On the outskirts of Rome, the gang falls in with Il Cajella, who owns a dilapidated used-car lot which Napoleon elects as his gang's hideout and Cajella as their co-conspirator/protector. At first, Napoleon's renewed criminal activates are unambitious and he is soon caught stealing a woman's purse at a local shopping center. Before the security guards can call the police, Marisa, the victim, announces that she knows him and saves him from arrest. Marisa insists on calling Napoleon "Filiberto" because he resembles her late husband.

Meanwhile, Cajella encounters the beautiful Samantha while cruising for trade at a singles bar mainly populated by wealthy older women. Cajella is unaware that Samantha belongs to a big American criminal named Joe Ventura. Elsewhere, the hungry gang attempts to raise money to buy food by offering American tourists a private view of Michaelangelo's Pieta. When a Vatican employee leaves a forklift truck unattended, Napoleon swathes the statue in a blanket and brazenly carries it on the forklift out into the streets of Rome.

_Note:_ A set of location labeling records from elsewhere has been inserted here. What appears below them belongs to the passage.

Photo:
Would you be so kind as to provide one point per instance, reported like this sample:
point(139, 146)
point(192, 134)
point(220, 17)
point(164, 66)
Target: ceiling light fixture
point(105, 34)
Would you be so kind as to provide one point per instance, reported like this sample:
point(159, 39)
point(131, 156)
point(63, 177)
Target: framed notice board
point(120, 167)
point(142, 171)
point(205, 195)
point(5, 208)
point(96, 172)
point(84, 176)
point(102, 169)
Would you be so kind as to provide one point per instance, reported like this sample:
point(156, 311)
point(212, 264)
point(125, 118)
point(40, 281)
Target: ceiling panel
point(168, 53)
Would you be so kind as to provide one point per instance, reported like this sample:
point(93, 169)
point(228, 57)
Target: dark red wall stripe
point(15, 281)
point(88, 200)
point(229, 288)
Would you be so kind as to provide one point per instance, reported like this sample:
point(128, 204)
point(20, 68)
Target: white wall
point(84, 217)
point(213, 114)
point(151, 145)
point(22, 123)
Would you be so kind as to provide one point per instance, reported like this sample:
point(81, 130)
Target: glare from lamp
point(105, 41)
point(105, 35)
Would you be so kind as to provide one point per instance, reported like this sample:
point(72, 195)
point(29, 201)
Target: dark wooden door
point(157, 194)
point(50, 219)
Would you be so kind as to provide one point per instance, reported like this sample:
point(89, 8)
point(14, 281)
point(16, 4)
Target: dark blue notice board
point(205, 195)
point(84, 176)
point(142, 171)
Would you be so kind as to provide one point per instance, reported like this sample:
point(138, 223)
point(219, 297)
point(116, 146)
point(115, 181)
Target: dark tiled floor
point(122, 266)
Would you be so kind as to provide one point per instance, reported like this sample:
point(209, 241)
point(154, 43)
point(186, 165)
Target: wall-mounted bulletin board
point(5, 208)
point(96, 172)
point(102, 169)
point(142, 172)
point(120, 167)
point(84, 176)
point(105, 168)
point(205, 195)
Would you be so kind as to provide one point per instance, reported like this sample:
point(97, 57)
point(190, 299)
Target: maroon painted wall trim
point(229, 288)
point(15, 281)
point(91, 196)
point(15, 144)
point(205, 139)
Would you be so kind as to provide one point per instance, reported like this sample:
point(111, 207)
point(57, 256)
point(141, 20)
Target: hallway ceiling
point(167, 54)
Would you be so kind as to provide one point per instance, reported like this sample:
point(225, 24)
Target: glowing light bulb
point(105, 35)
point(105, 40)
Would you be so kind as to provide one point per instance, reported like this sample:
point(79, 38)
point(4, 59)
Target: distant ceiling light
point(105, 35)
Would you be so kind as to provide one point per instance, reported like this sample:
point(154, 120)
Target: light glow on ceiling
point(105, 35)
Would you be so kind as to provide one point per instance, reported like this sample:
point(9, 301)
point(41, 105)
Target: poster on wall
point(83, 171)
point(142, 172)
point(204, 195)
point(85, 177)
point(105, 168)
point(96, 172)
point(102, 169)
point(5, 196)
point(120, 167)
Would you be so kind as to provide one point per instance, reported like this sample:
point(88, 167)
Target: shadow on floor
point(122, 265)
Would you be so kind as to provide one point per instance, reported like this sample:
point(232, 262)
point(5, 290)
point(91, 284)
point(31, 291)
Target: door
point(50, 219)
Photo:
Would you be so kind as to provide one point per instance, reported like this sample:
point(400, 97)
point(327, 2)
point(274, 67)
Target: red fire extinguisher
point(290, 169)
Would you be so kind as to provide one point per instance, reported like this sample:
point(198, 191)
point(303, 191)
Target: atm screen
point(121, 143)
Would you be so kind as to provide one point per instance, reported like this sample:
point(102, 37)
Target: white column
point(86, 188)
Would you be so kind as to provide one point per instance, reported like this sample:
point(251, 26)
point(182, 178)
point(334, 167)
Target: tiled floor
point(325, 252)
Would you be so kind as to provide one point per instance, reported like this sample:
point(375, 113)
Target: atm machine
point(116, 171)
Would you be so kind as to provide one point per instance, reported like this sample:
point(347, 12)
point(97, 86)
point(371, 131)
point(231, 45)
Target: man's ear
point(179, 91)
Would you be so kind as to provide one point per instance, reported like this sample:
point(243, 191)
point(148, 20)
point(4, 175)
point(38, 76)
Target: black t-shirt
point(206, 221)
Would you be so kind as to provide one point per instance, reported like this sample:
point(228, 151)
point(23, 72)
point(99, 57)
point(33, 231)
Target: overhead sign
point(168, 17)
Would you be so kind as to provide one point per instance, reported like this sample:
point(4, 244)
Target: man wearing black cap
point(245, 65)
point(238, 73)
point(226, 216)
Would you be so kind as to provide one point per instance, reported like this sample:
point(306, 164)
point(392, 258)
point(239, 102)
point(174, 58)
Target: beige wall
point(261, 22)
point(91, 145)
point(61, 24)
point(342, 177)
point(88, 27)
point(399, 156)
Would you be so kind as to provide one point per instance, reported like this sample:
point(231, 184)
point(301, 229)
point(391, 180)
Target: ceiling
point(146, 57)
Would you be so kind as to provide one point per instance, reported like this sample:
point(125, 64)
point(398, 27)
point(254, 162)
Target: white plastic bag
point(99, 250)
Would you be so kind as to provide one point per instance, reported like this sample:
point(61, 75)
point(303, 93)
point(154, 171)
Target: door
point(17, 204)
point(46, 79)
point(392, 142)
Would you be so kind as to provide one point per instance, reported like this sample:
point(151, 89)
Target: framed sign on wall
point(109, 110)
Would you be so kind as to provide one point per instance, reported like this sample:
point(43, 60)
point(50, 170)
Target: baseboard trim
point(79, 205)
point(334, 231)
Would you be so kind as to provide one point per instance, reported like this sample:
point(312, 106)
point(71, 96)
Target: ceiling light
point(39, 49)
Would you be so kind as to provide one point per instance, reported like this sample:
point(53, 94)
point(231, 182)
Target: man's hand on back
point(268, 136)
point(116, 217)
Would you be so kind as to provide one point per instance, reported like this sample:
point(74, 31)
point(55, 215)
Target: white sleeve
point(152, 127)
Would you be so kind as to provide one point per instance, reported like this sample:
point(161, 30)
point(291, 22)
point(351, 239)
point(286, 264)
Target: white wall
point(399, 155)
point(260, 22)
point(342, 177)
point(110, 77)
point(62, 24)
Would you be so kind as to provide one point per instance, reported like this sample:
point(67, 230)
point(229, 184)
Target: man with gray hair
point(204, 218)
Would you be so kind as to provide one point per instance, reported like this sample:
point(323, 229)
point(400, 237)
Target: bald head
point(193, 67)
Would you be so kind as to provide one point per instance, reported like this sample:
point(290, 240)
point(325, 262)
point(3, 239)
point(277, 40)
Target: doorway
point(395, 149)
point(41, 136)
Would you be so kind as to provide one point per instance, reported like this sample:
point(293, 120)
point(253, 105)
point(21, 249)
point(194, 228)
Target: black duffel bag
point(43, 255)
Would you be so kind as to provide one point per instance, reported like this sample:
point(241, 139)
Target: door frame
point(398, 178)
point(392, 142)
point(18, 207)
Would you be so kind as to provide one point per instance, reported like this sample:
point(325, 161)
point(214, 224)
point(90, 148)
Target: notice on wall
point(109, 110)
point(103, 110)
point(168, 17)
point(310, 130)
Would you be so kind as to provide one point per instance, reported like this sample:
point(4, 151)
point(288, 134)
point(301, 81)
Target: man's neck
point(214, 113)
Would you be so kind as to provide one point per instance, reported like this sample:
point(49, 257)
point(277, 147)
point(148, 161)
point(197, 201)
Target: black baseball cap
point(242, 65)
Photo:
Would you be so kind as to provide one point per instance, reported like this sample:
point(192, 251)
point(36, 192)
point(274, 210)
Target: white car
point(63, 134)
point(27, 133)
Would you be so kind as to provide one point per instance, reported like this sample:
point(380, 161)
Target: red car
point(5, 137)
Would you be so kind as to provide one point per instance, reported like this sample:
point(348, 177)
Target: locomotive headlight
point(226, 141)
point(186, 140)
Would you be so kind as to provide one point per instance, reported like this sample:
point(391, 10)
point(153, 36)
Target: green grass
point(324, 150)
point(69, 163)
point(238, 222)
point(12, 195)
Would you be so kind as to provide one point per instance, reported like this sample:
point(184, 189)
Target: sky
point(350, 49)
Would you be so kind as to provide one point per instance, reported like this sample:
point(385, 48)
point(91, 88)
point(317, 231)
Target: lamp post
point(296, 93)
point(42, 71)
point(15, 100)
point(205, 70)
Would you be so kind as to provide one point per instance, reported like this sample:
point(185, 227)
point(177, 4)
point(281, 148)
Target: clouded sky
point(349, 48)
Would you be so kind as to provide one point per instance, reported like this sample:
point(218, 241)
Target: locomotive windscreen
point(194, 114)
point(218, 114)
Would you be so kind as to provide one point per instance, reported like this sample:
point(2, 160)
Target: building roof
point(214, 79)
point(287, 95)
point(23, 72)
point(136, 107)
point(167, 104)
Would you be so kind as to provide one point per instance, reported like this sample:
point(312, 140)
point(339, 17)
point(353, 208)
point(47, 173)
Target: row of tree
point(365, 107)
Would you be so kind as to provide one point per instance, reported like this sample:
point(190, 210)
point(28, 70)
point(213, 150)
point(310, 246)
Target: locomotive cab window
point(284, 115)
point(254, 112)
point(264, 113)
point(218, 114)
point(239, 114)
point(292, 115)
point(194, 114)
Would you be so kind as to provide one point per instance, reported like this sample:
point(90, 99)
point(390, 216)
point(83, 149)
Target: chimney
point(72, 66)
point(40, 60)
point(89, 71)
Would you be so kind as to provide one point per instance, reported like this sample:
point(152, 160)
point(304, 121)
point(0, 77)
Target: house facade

Napoleon brings Marisa to the hideout to seduce her, but accidentally dislodges the sheet to reveal the Pieta. Marisa, a devout Catholic, insists that the statue be returned. Napoleon concedes but claims that he only found the statue. Napoleon and Marisa lead Vatican officials to the hideout, but Ventura and his henchmen arrive first and make off with the statue themselves. Wanted posters depicting Ventura and Cajella are distributed throughout Italy.

Ventura and his men decide to head to Sicily with Vatican police and diverse cardinals, priests, and monks in hot pursuit. Napoleon, Marisa, and the gang team up with Cardinal Braun, a Vatican official who drives like a maniac after the fleeing criminals. Braun drives off a pier and crashes the car on board Ventura's boat just as it sets off for Sicily with the statue. To everyone's surprise, Ventura hands his gun to Braun, for Ventura and Braun were old friends in the Mafia before Braun saw the light. As the boat sails away with both gangs on board, Samantha and Cajella are left behind on the pier. Samantha escapes on water skis and Cajella tries to swim after her to escape from a group of angry female clients of his waiting on the pier.

== Cast ==
- Lando Buzzanca as Napoleone
- Jean-Claude Brialy as Cajella
- Edward G. Robinson as Joe Ventura
- Heinz Rühmann as Cardinal Erik Braun
- Christine Barclay as Marisa
- Antonella Della Porta as Cesira
- Herbert Fux as Targout
- Wolfgang Kieling as Poulain
- Ugo Fangareggi as Agonia
- Uta Levka as Samantha
- Dante Maggio as The Captain
- Pinuccio Ardia as Il barone
- Carlo Pisacane as Epimeno

==Production==
Operation St. Peter was shot in August 1967. The film was an international co-production between Italy, France and West Germany. It was produced by Rome's Ultra Film, the Paris-based Marianne Productions and Munich's Roxy Film.

==Release==
Operation St. Peter was released in Rome on January 20, 1968 where it was distributed by Interfilm. It made 643 million Italian lira and was one of Fulci's highest-grossing films from the 1960s.

This was followed by screenings in Berlin as Die Abenteuer des Kardinal Braun (lit. 'The Adventures of Cardinal Brown') on February 13 and in France as Au diable les anges! (lit. 'Damn the Angels!') on August 8, 1968.

The film was never released theatricaelly in the United States but was released in the United Kingdom as Operation St. Peter's and later aired on the BBC on September 27, 1975.